Nu de notaris niet beter wist dan dat het een oprichting van een nieuwe besloten vennootschap betrof, waarbij de moeder de bestuurder was en de zoon in loondienst de feitelijke werkzaamheden zou verrichten, waren er geen bijzondere omstandigheden die hem ertoe hadden moeten brengen om voorlichting te geven over de risico’s die verbonden zijn aan het besturen van een vennootschap.

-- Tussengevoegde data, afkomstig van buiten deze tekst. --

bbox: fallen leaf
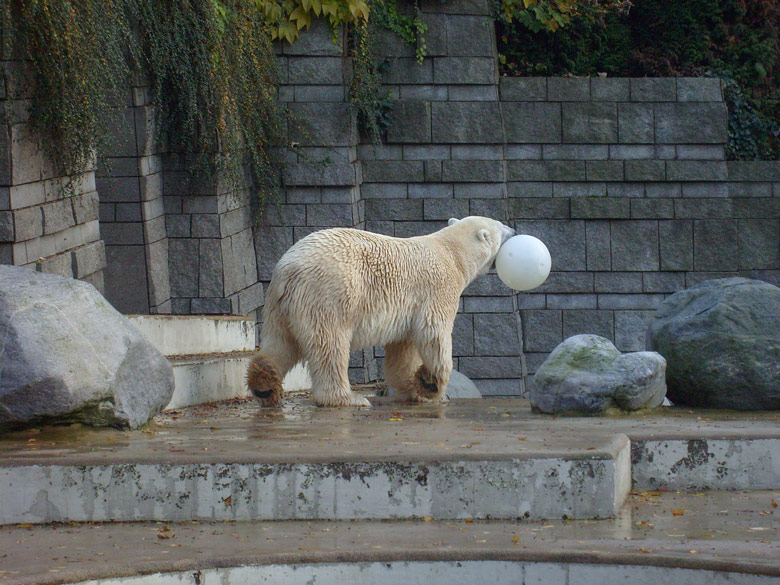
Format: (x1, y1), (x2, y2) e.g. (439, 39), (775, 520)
(512, 535), (520, 544)
(388, 418), (403, 422)
(423, 517), (432, 522)
(689, 550), (698, 554)
(772, 500), (778, 509)
(517, 437), (526, 441)
(464, 518), (473, 524)
(639, 548), (652, 554)
(672, 509), (685, 516)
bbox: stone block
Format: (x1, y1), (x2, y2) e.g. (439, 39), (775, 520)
(284, 163), (357, 187)
(403, 145), (450, 160)
(666, 160), (727, 181)
(255, 226), (294, 280)
(42, 198), (76, 235)
(473, 313), (521, 356)
(447, 85), (498, 101)
(166, 215), (190, 238)
(287, 57), (344, 85)
(674, 198), (732, 219)
(618, 103), (654, 144)
(13, 206), (42, 241)
(321, 187), (357, 204)
(0, 211), (13, 241)
(458, 356), (522, 379)
(676, 145), (725, 160)
(546, 294), (597, 309)
(198, 239), (224, 297)
(36, 251), (73, 278)
(285, 188), (320, 204)
(644, 182), (681, 198)
(562, 102), (617, 143)
(408, 183), (452, 199)
(306, 203), (353, 226)
(590, 77), (630, 101)
(586, 161), (624, 181)
(563, 309), (614, 340)
(432, 102), (502, 143)
(222, 230), (258, 295)
(681, 182), (728, 198)
(451, 145), (503, 160)
(259, 203), (306, 226)
(631, 198), (674, 219)
(631, 78), (676, 101)
(365, 199), (423, 221)
(506, 160), (586, 182)
(455, 183), (504, 199)
(611, 220), (659, 271)
(283, 19), (342, 56)
(694, 219), (738, 271)
(654, 102), (728, 144)
(542, 145), (608, 160)
(462, 296), (513, 312)
(659, 220), (693, 271)
(733, 198), (780, 218)
(511, 197), (569, 219)
(464, 272), (510, 296)
(190, 214), (220, 238)
(521, 309), (562, 352)
(288, 103), (356, 146)
(452, 312), (474, 356)
(387, 101), (432, 144)
(643, 272), (686, 293)
(677, 77), (722, 101)
(424, 161), (442, 182)
(423, 198), (469, 220)
(597, 293), (665, 310)
(606, 182), (645, 198)
(738, 219), (779, 270)
(614, 310), (655, 352)
(595, 271), (643, 293)
(446, 15), (494, 56)
(507, 182), (552, 198)
(434, 57), (496, 84)
(394, 221), (443, 237)
(469, 197), (508, 217)
(548, 77), (590, 101)
(552, 183), (606, 198)
(294, 85), (344, 102)
(442, 160), (504, 182)
(114, 202), (142, 222)
(7, 181), (43, 210)
(727, 161), (780, 181)
(190, 298), (233, 314)
(586, 220), (610, 271)
(96, 176), (140, 203)
(533, 271), (594, 294)
(168, 238), (199, 297)
(362, 160), (424, 183)
(502, 102), (561, 143)
(384, 58), (433, 85)
(504, 144), (542, 160)
(625, 160), (665, 182)
(399, 85), (448, 100)
(421, 13), (447, 55)
(571, 198), (630, 219)
(72, 240), (106, 279)
(514, 219), (586, 271)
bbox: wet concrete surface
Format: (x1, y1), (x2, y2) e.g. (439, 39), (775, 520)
(1, 490), (778, 585)
(1, 396), (779, 467)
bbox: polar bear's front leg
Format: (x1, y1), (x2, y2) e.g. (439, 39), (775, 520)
(307, 331), (371, 407)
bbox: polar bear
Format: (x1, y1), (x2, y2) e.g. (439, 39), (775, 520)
(247, 216), (515, 407)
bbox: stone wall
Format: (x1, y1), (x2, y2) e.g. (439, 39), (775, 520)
(0, 58), (105, 290)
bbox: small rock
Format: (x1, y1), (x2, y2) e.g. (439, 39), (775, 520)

Naar het oordeel van de kamer behoort het namelijk niet tot de taak van de notaris om bij een standaard oprichting van een nieuwe besloten vennootschap, de enig bestuurder en aandeelhouder te wijzen op de risico’s van onbehoorlijk bestuur.

Verder constateert de kamer dat de voorlichting die bij een dergelijke eenvoudige oprichting van een besloten vennootschap past, door middel van toezending van een conceptakte en een toelichting daarop, heeft plaatsgevonden.

Dit klachtonderdeel zal dan ook ongegrond worden verklaard.

Klachtonderdeel 2: meegewerkt aan benadeling crediteuren

4.4 De notaris heeft in zijn verweer erop gewezen dat geen inbreng van de eenmanszaak van de zoon van klaagster, en derhalve evenmin van eventuele schulden van deze eenmanszaak, in de op te richten besloten vennootschap heeft plaatsgevonden.

De kamer stelt vast dat om deze reden geen sprake kan zijn van benadeling van eventuele schuldeisers van de eenmanszaak.

Het tweede klachtonderdeel mist derhalve feitelijke grondslag en zal om die reden ongegrond worden verklaard.

5. De beslissing

De kamer voor het notariaat in het ressort Arnhem-Leeuwarden

- verklaart de klacht in beide onderdelen ongegrond.

Deze beslissing is gegeven door mr. I.C.J.I.M. van Dorp, voorzitter,

mr. M.J.C. van Leeuwen, mr. E.R. Koers, mr. J.T.J. Heijstek en mw A. Roesink-Kragt, leden, en in tegenwoordigheid van mr. W.E. Markus-Burger, secretaris, door de voorzitter in het openbaar uitgesproken op 6 juli 2017.